Sheetal Desai, MD, AWARE investigator and assistant clinical professor of medicine at UC Irvine, discusses full 52-week results of study comparing 2 popular rheumatoid arthritis patients and what the observed safety profile means from a patient-centered perspective.
The full 52-week results of the ongoing phase 4 AWARE trial examining comparing golimumab (Simponi Aria) and infliximab (Remicade) showcased noninferior efficacy for decreasing disease activity in rheumatoid arthritis, but also revealed an increase in infusion reactions among patients receiving infliximab.
With a primary endpoint of the proportion of patients experiencing an infusion reaction through week 52, investigators noted 12.7% in the 585 patients in the infliximab group experienced an infusion reaction compared to just 3.8% of the 685 patients receiving golimumab at 52 weeks.
The trial, which involved 1270 patients from 88 centers in the United States, was presented at Clinical Congress of Rheumatology (CCR) West 2019 annual meeting in San Diego, CA. The ongoing, prospective, non-interventional, observational 3-year study also had secondary endpoints of change in clinical disease activity index(CDAI) from baseline to 6 months and change from baseline to 12 months.

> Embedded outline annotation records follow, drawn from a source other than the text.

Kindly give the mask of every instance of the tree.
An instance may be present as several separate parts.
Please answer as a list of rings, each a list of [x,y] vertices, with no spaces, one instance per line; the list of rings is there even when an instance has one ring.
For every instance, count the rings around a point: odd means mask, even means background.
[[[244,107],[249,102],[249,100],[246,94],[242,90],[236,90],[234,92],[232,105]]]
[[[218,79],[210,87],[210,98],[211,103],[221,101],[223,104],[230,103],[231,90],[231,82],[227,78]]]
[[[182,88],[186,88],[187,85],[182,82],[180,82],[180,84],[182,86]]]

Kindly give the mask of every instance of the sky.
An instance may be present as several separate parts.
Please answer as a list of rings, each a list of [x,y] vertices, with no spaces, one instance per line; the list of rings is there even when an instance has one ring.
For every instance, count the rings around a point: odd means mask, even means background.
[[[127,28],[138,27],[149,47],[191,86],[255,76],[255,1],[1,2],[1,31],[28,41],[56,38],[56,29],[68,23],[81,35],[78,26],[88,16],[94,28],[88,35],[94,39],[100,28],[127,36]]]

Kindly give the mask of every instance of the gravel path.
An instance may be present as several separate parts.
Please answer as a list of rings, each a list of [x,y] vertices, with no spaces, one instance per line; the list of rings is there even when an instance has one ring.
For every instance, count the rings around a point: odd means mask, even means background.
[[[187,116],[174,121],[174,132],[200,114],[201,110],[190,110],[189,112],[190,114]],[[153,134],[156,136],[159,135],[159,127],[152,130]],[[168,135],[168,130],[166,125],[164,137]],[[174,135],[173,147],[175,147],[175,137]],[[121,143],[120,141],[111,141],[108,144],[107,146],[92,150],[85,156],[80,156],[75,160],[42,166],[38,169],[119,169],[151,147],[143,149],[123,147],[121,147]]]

While rates of discontinuation were similar between groups, the rate of patients who discontinued due to an adverse event and cited an infusion reaction as the primary reason discontinuation from an infusion reaction was more than 3 times higher in the infliximab group. Infusion reactions made up 35.1% of the adverse events which caused discontinuation of infliximab compared to just 9.7% in the golimumab group—this was despite both groups having similar baseline characteristics.
Often times when applying clinical trial results to real-world practice, the patient perspective on safety is pushed to the wayside when choosing between 2 potential treatments. For more on how trial investigators hope to see the differences observed in infusion reactions and the safety profile of the popular rheumatoid arthritis treatments, MD Magazine® sat down with Sheetal Desai, MD, an assistant clinical professor of medicine at University of California, Irvine, after presenting results at CCR West.
MD Mag: The patients’ perspective is often overlooked in trial data, what does the decrease in infusion reactions mean in a real-world setting?
Desai: So, you know, I would say I'm guilty of this as we well. So, I'm in academia and we don't directly infuse our own patients like people in private practice and clinical practices do. Often, I don't see what happens when people get an infusion reaction and unless they tell me I may or may not even know. So, it's so important like you said from a patient perspective to be aware how patients view medications and if they have infusion reactions I can't remember the exact number, but I think it was 30-something percent of patients that were in the Remicade group wanted to switch out of the Remicade group because of infusion reactions.
So, I think much to what you said—physicians unless they're in a setting where they see the infusion and they see what happens to the patients—we may not realize the toll that an infusion reaction has on patients and looking at a real-world database, a lot of patients wanted to switch off of a drug that had an infusion reaction. Much to what you're saying that a patient doesn't want to take something to better themselves it's going to actually worsen some other component of their health. I think this study brings it out even more how the patient characteristics and the way they viewed these medicines really affected their ability to stay on the medicine or come off of it.